I watched him closely. Did he believe this? “I’m glad for you,” I said.
His eyes bored into mine. “What do you really think, Tenzing? You’ve just spent time with my son. Can I trust him this time?”
I held his gaze, letting my lack of reassurance speak volumes. Mr. Florio gave a short nod, as if I had confirmed something.
“A father knows, you see,” Florio said. “My son grows secretive, yet also agitated. Unlike you just now, he does not meet my eyes. He avoids my calls for days. I know the signs, Tenzing. It is like an addiction, only the drug for Tommy is breaking the law. Thus far, he has never been formally charged with a crime, but only thanks to my timely interventions. I’m afraid he is going to run afoul again.”
Florio picked up his second glass and took a small sip. His voice grew firm. “This time, should it happen, I have taken a vow not to protect him. And I always keep my vows. Always.”
“That sounds painful, but in this case wise,” I said. “Maybe it will break the pattern you describe.”
“I hope it’s wise. I know it’s long overdue.”
I stood up. I felt sad for Thomas Florio, Sr., but there wasn’t much I could do besides send him good thoughts; he would have to do the rest. Life demands that we face the consequences of our actions, and sometimes it boils down to a series of sweaty ten-minute conversations that you’re either willing to have or you’re not. Florio had a few such conversations looming over his future, and I hoped for his sake he wouldn’t put them off for too much longer.
I thought about me and my father. Who was I to talk?
I held out my hand to take my leave, but Florio was unclasping his leather briefcase. He withdrew an envelope, and clicked it shut.
“Still, one prefers to know such things ahead of time, doesn’t one,” he said, as if continuing a conversation in his head. “I’d like to engage your services for the next week, Ten, to keep an eye on my son’s activities.”
This was getting interesting. And tricky. “I’m already conducting an investigation for another client,” I said.
“Please. There’s no reason you can’t report to two people. Unless you’re aware of a conflict of interest?”
I thought it over. Zimmy could only gain by anything I learned on Florio’s dime. And Florio Sr. didn’t know it, but I was already onto some of Junior’s extracurricular shenanigans, thanks to Zimmy.
“We need to be clear on something, right up front,” I said.
“What’s that?”
“If it comes down to a choice-discovering the truth or concealing it to save your son-you need to know that I’m after the truth. Period. I have zero interest in protecting Tommy Junior, or anybody else for that matter, from the consequences of their actions. Are you absolutely sure we’re on the same page there?”
He nodded. “We’re both after the same information, Tenzing.”

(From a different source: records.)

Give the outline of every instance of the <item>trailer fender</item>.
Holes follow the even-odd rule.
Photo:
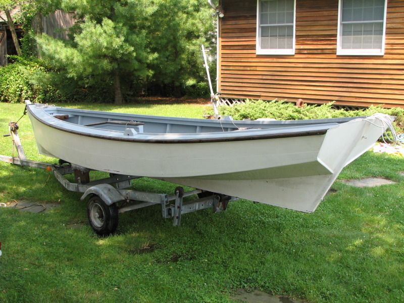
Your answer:
[[[88,195],[96,195],[108,206],[110,206],[116,202],[124,200],[119,191],[112,185],[107,184],[98,184],[91,186],[85,191],[81,196],[81,200],[84,200]]]

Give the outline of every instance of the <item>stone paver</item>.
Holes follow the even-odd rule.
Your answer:
[[[271,295],[260,290],[247,292],[243,289],[240,290],[237,294],[233,295],[232,298],[247,303],[301,303],[302,302],[287,297]]]
[[[19,206],[19,205],[18,206]],[[28,212],[33,214],[38,214],[44,211],[46,208],[43,205],[33,204],[31,206],[19,209],[22,212]]]
[[[396,182],[382,178],[368,178],[356,180],[344,180],[342,182],[351,186],[356,187],[374,187],[380,185],[395,184]]]
[[[13,200],[6,203],[6,206],[9,208],[19,210],[21,212],[28,212],[33,214],[38,214],[53,210],[59,206],[54,203],[40,203],[31,202],[26,200],[21,200],[20,201]]]

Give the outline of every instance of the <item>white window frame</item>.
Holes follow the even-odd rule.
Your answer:
[[[256,41],[257,55],[294,55],[296,36],[296,0],[293,0],[293,36],[292,48],[261,48],[260,43],[261,27],[260,26],[260,2],[257,0],[257,38]]]
[[[349,56],[383,56],[384,55],[384,47],[386,42],[386,20],[387,12],[387,1],[384,0],[384,14],[383,21],[383,36],[382,37],[382,48],[377,49],[366,48],[342,48],[341,19],[342,18],[342,1],[338,0],[338,32],[337,35],[337,55]]]

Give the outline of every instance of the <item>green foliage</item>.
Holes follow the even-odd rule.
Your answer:
[[[293,103],[277,100],[247,100],[245,104],[235,104],[232,107],[221,106],[219,110],[221,115],[231,116],[235,120],[256,120],[260,118],[273,118],[280,120],[326,119],[370,116],[381,113],[396,116],[396,126],[400,132],[404,131],[404,109],[388,109],[380,106],[371,106],[363,110],[345,111],[334,109],[333,105],[333,103],[330,103],[320,106],[306,105],[303,107],[297,107]]]
[[[205,93],[200,45],[212,41],[214,25],[205,0],[64,0],[59,7],[76,13],[71,40],[37,38],[59,74],[84,85],[116,81],[117,72],[124,93],[181,94],[190,82]]]
[[[209,85],[207,81],[194,82],[186,85],[184,92],[187,96],[192,97],[208,97],[210,95]]]
[[[14,63],[0,68],[0,102],[23,102],[30,99],[41,102],[53,99],[57,95],[50,86],[31,82],[36,75],[46,70],[43,62],[17,56],[9,58]]]
[[[29,99],[38,103],[111,102],[112,83],[83,84],[66,78],[43,61],[9,56],[11,63],[0,68],[0,102]]]
[[[213,24],[205,0],[159,0],[148,18],[148,64],[152,83],[184,86],[205,78],[200,45],[209,39]],[[209,41],[209,39],[208,40]]]

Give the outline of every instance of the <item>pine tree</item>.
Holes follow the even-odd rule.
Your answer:
[[[149,60],[145,18],[153,12],[148,0],[66,0],[62,7],[74,10],[78,22],[72,41],[45,35],[37,42],[42,58],[74,79],[99,82],[112,79],[115,104],[123,102],[122,79],[145,77]]]

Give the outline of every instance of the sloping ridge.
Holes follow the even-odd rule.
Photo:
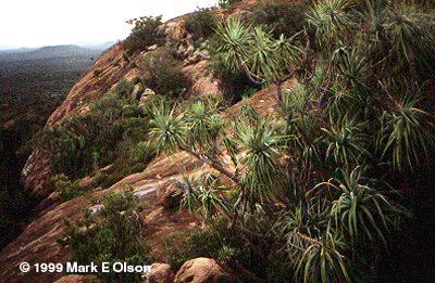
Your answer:
[[[175,18],[172,23],[175,23],[175,25],[167,26],[171,30],[176,31],[173,35],[183,35],[183,33],[179,33],[179,20]],[[146,52],[136,54],[129,62],[126,62],[123,59],[123,50],[120,43],[105,50],[96,63],[83,74],[62,105],[50,116],[48,126],[54,125],[72,113],[88,111],[90,101],[100,98],[116,86],[121,78],[130,79],[136,76],[138,69],[135,65],[145,54]],[[217,82],[213,81],[211,75],[206,72],[206,64],[207,60],[201,60],[185,67],[185,72],[191,76],[194,81],[190,89],[191,95],[208,95],[210,93],[221,95]],[[98,76],[95,75],[96,69],[99,70]],[[289,87],[290,83],[286,82],[284,87]],[[274,91],[273,87],[265,88],[254,93],[248,100],[248,103],[262,114],[272,114],[276,106]],[[228,108],[223,117],[229,120],[237,116],[243,103]],[[88,198],[79,196],[59,204],[51,201],[52,198],[49,197],[51,191],[46,185],[51,173],[49,160],[49,153],[40,150],[35,151],[23,170],[26,189],[37,200],[45,200],[45,202],[40,204],[39,214],[24,232],[0,252],[0,282],[53,282],[59,279],[60,273],[36,273],[35,269],[23,273],[20,271],[20,263],[23,261],[30,265],[66,262],[71,257],[71,250],[69,247],[63,248],[57,243],[57,239],[61,236],[64,229],[64,219],[78,220],[83,208],[98,208],[98,204],[94,201],[101,195],[110,192],[122,192],[129,186],[134,189],[140,205],[146,208],[141,213],[141,217],[147,223],[147,241],[152,247],[152,255],[158,260],[165,260],[165,248],[162,241],[164,235],[183,231],[196,223],[187,211],[165,209],[159,205],[160,190],[167,182],[181,180],[182,172],[201,176],[213,171],[212,168],[188,154],[176,153],[172,156],[156,158],[142,172],[128,176],[104,191],[92,192]]]

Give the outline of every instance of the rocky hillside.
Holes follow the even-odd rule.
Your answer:
[[[154,262],[165,283],[433,281],[435,7],[220,4],[132,20],[83,74],[35,139],[37,205],[0,282],[141,280],[35,266],[69,260]]]
[[[239,7],[232,11],[232,15],[246,13],[249,4],[240,2]],[[213,10],[216,20],[224,16],[222,10]],[[227,16],[227,15],[226,15]],[[207,69],[210,61],[209,52],[194,46],[192,35],[183,26],[186,15],[171,20],[161,27],[167,44],[178,57],[184,60],[183,73],[190,81],[186,97],[214,97],[222,98],[219,80],[213,79]],[[134,78],[144,75],[140,69],[144,57],[159,52],[157,46],[150,46],[145,51],[126,57],[122,43],[117,43],[105,50],[95,64],[83,74],[78,82],[71,89],[66,100],[50,116],[48,127],[52,127],[70,114],[85,113],[89,111],[89,104],[101,98],[105,92],[113,90],[121,80],[134,81]],[[153,93],[141,81],[135,81],[134,99],[146,99],[141,93]],[[264,89],[253,94],[249,102],[260,112],[273,112],[275,100],[271,90]],[[229,108],[224,117],[231,119],[237,115],[240,105]],[[79,220],[83,208],[98,206],[96,200],[110,192],[122,192],[133,188],[134,194],[139,197],[139,203],[145,207],[141,213],[146,219],[147,241],[152,247],[152,255],[158,261],[165,261],[165,247],[163,237],[171,232],[184,231],[196,226],[195,219],[185,210],[165,208],[164,200],[171,195],[171,186],[182,180],[182,172],[201,176],[213,169],[198,162],[185,153],[172,156],[158,157],[152,160],[142,172],[128,176],[107,190],[98,190],[87,197],[79,196],[60,204],[57,201],[53,186],[49,185],[52,177],[50,169],[50,153],[36,150],[28,158],[23,178],[26,190],[37,200],[37,214],[28,223],[24,232],[10,243],[0,253],[0,282],[53,282],[62,274],[37,273],[34,269],[23,273],[18,266],[23,261],[32,265],[37,262],[65,262],[71,257],[69,247],[63,248],[57,243],[57,239],[64,230],[64,219]],[[85,178],[83,182],[87,182]],[[70,276],[69,281],[59,282],[85,282],[82,276]],[[159,281],[160,282],[160,281]]]

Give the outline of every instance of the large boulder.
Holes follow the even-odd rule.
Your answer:
[[[167,263],[152,263],[146,276],[146,283],[173,283],[175,273]]]
[[[233,283],[231,274],[214,259],[199,257],[186,261],[175,275],[174,283]]]

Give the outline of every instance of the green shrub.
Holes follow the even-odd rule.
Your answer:
[[[260,86],[253,83],[241,68],[232,69],[222,52],[220,52],[221,46],[222,39],[220,37],[213,36],[210,38],[211,61],[208,64],[208,68],[213,78],[217,79],[217,86],[222,90],[225,100],[234,104],[249,94],[249,92],[252,92],[252,90],[259,90]]]
[[[101,73],[102,73],[102,69],[100,69],[100,68],[94,69],[94,77],[95,78],[98,77]]]
[[[101,262],[126,262],[146,266],[152,262],[149,246],[144,240],[142,219],[133,191],[109,194],[101,201],[102,208],[84,210],[83,220],[65,220],[65,231],[58,242],[73,252],[71,261],[99,266],[97,275],[104,282],[141,282],[141,273],[102,272]]]
[[[164,43],[164,38],[159,35],[159,27],[162,25],[161,15],[142,16],[129,20],[126,23],[134,25],[132,34],[122,43],[127,55],[133,55],[156,43],[159,46]]]
[[[132,81],[122,78],[115,88],[115,92],[120,98],[128,99],[134,88],[135,86]]]
[[[127,87],[119,89],[124,95]],[[51,166],[55,173],[64,173],[76,180],[95,172],[98,168],[128,157],[130,147],[146,140],[148,118],[136,104],[108,93],[95,102],[91,111],[76,114],[52,128],[44,129],[35,138],[37,144],[51,152]],[[142,157],[145,153],[142,153]],[[149,162],[152,154],[137,158],[136,163]],[[125,166],[134,165],[132,162]],[[124,169],[119,173],[125,172]]]
[[[221,9],[228,9],[234,3],[240,2],[241,0],[219,0],[217,7]]]
[[[252,248],[251,239],[229,230],[227,224],[227,221],[220,220],[204,230],[192,229],[167,235],[163,242],[169,263],[178,270],[186,260],[209,257],[237,270],[238,282],[250,281],[252,274],[264,282],[291,282],[285,253],[276,252],[278,248],[274,244],[254,240],[258,246]]]
[[[216,23],[210,9],[200,8],[187,16],[184,26],[194,35],[194,39],[200,39],[213,35]]]
[[[61,202],[77,197],[86,191],[86,188],[80,188],[75,182],[71,182],[70,178],[64,173],[53,176],[51,182],[54,185],[54,190],[59,193]]]

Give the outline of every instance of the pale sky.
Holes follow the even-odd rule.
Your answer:
[[[163,15],[163,21],[219,0],[1,0],[0,46],[45,47],[124,39],[125,21]]]

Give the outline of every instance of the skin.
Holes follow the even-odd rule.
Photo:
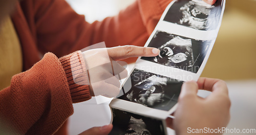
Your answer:
[[[11,13],[17,1],[16,0],[0,0],[0,25],[3,19]],[[216,0],[204,0],[204,1],[209,4],[212,5],[215,3]],[[141,53],[141,50],[143,52],[142,54],[145,55],[144,53],[144,51],[143,51],[145,50],[145,49],[144,48],[138,49],[132,48],[128,49],[129,50],[124,49],[124,50],[129,51],[131,50],[129,49],[133,49],[132,50],[134,50],[134,51],[125,52],[124,51],[125,55],[124,55],[120,51],[118,51],[124,50],[120,48],[114,49],[110,49],[109,53],[112,55],[112,58],[115,60],[124,59],[127,58],[127,57],[140,56],[141,55],[138,55],[138,54],[140,54],[140,52]],[[131,52],[133,52],[135,53],[131,53]],[[150,50],[146,52],[150,53]],[[127,56],[127,54],[129,56]],[[152,55],[152,54],[151,53],[151,55]],[[179,98],[179,105],[175,114],[175,116],[177,118],[174,120],[173,123],[172,119],[167,119],[166,120],[168,126],[170,127],[174,128],[176,130],[177,134],[186,134],[186,133],[184,133],[183,134],[183,132],[186,131],[186,127],[190,126],[192,127],[193,125],[195,125],[193,124],[195,124],[195,119],[196,118],[199,118],[199,117],[200,117],[201,118],[200,121],[203,121],[203,119],[204,119],[202,118],[205,118],[204,121],[200,121],[201,122],[197,122],[196,123],[198,123],[198,124],[194,125],[195,127],[199,127],[202,126],[206,127],[206,125],[209,125],[209,127],[216,127],[225,126],[227,124],[230,117],[229,111],[230,105],[230,100],[227,95],[226,86],[225,86],[225,84],[224,84],[224,83],[222,81],[212,79],[213,79],[200,78],[197,82],[197,85],[196,83],[193,82],[186,82],[183,85],[181,94],[182,96]],[[196,92],[197,92],[198,88],[212,91],[213,92],[211,96],[207,97],[207,99],[204,100],[197,97]],[[189,89],[192,89],[193,91],[189,91]],[[186,93],[187,92],[187,94]],[[223,102],[222,103],[224,105],[220,104],[221,102],[217,99],[221,99],[220,101]],[[193,102],[191,103],[193,103],[192,104],[193,105],[191,105],[191,103],[189,103],[190,100]],[[219,105],[220,106],[218,106]],[[221,112],[222,113],[218,113],[218,111],[212,110],[212,105],[216,106],[216,108],[220,111],[219,112]],[[204,108],[204,109],[199,111],[198,110],[200,109],[195,109],[194,107],[200,109]],[[209,109],[209,110],[207,110],[206,109]],[[212,111],[211,111],[210,110]],[[188,115],[188,112],[190,112],[189,115]],[[207,113],[204,113],[205,112],[207,112]],[[193,115],[191,116],[190,114]],[[216,117],[218,119],[212,119],[210,115],[213,114],[217,115],[223,119],[220,119],[218,117]],[[202,116],[200,115],[202,115]],[[219,120],[222,121],[220,121]],[[202,122],[205,122],[205,123]],[[202,125],[203,124],[202,123],[204,123],[203,125]],[[105,125],[102,127],[93,127],[81,133],[80,134],[108,134],[112,128],[113,125],[112,124]]]
[[[212,93],[203,99],[197,95],[198,89],[208,91]],[[197,82],[184,83],[179,97],[178,106],[174,114],[175,119],[168,118],[166,123],[169,127],[175,130],[176,134],[193,134],[187,133],[188,127],[221,128],[226,127],[229,121],[230,105],[228,89],[224,81],[200,78]]]

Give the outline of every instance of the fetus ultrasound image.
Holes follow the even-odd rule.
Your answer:
[[[112,108],[113,128],[111,135],[164,135],[161,120]]]

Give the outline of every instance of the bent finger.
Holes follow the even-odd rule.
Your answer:
[[[108,49],[109,55],[114,60],[119,60],[130,57],[156,56],[159,52],[159,49],[154,48],[129,45]]]

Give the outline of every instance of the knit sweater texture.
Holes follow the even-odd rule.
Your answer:
[[[102,41],[107,47],[143,46],[170,1],[138,0],[118,15],[92,24],[64,0],[17,3],[11,16],[22,47],[23,72],[0,91],[0,131],[55,132],[73,113],[72,103],[91,98],[88,85],[73,80],[71,62],[78,65],[78,73],[86,70],[77,51]]]

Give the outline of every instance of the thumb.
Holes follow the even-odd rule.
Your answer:
[[[80,133],[79,135],[107,135],[113,128],[113,125],[105,125],[102,127],[94,127]]]
[[[197,97],[198,91],[198,85],[196,82],[194,81],[186,82],[181,87],[181,92],[179,98],[180,100],[183,100],[188,97]]]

I took the envelope, peeked inside, and sealed the deal with a firm handshake.
Immobilized in bumper-to-bumper traffic on the way home, I opened the envelope and took a second look. I rolled down my window and stuck my head outside.
“Woo-hoo,” I yelled to the startled driver to my left.
I called Mike and gave him the good news. With ten thousand more in my account, I could finally pay him for his time.